A) LA COMPÉTENCE MATÉRIELLE

Sous l’empire de l’ancien constat d’urgence devant les Conseils de Préfecture, il était acquis que la mesure d’expertise ne pouvait être ordonnée que si elle se rattachait à un litige relevant du conseil.

Ce principe traditionnel et général, puisqu’il est même appliqué par les juridictions civiles, a été rappelé et explicité dès 1956 par la Haute Assemblée.

Selon le Conseil d’Etat, en effet, la loi du 28 novembre 1955 créant le référé administratif n’a pas institué une juridiction nouvelle mais seulement une procédure particulière et, de ce fait, le président ne dispose pas d’une compétence plus étendue que celle de son tribunal.

Cette règle stricte a pourtant fait l’objet d’une évolution allant dans le sens d’une extension des possibilités d’intervention présidentielle. C’est ainsi que le Conseil d’Etat a admis sa compétence à propos de demandes n’étant pas manifestement susceptibles de se rattacher à la compétence des tribunaux administratifs.

L’élévation tenait à l’utilisation de l’adverbe « manifestement » qui dispensait le président d’un examen trop rigoureux. Il suffisait que l’affaire lui paraisse relever de la juridiction de son tribunal pour qu’il accepte de se prononcer.

Parallèlement, et c’est là le point le plus important, le Conseil d’Etat a utilisé dans des arrêts l’argument invoqué de mesures manifestement insusceptibles de se rattacher à la compétence de la juridiction administrative ou à la compétence du juge administratif. Cela peut être interprété comme autorisant le président à connaître des litiges relevant de son tribunal mais aussi du Conseil d’Etat et peut être même des juridictions spécialisées. On pouvait donc penser que cette jurisprudence marquait l’abandon des principes dégagés par l’arrêt Ville de Royan et qui interdisait au président d’intervenir alors que le litige principal relevait de la juridiction de la commission des dommages de guerre 613 .

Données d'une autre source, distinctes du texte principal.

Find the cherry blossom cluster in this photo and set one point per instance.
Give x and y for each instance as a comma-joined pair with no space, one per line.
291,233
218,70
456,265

En 1981, dans ses conclusions sous Ministère de la Défense contre Lassus, Olivier DUTHEILLET de LAMOTTE a proposé au Conseil d’Etat de consommer la rupture et de faire du président le juge de droit commun en matière de référé.

Malgré la dérogation aux règles de compétence, cela entrait, selon lui, dans la ligne d’une évolution ultérieuse et présentait en outre deux avantages pratiques. A l’égard du président, d’une part, qui devant statuer dans un délais très court, n’aurait donc plus qu’à contrôler la compétence administrative en général, à l’égard des justiciables, d’autre part, car la procédure de référé n’existe que très rarement devant les juridictions spécialisées.

La Haute Assemblée n’a pas suivi son commissaire du gouvernement et la décision du 16 octobre 1981 met un point d’arrêt aux hésitations perdurant depuis les années soixante-dix.

Elle énonce en effet dans son deuxième considérant : « La demande qui lui est présentée n’est pas manifestement insusceptible de se rattacher à un litige relevant de la compétence de la juridiction administrative de droit commun » 614 .

Notes
613.

C.E., sect., 15 juillet 1957, Ville de Royan, rec., p. 499, AJ 1957, 2, p. 393, chron. J. FOURNIER et G. BRAIBANT, RDP 1958, p. 109, concl. C. LASRY.

614.

C.E., sect., 16 octobre 1981, Lassus, rec., p. 373, concl . O. DUTHEILLET de LAMOTHE, AJ 1981, p. 584, chron. F. TIBERGHIEN et B. LASSERRE ; RDP 1982, p. 806, note M. WALINE.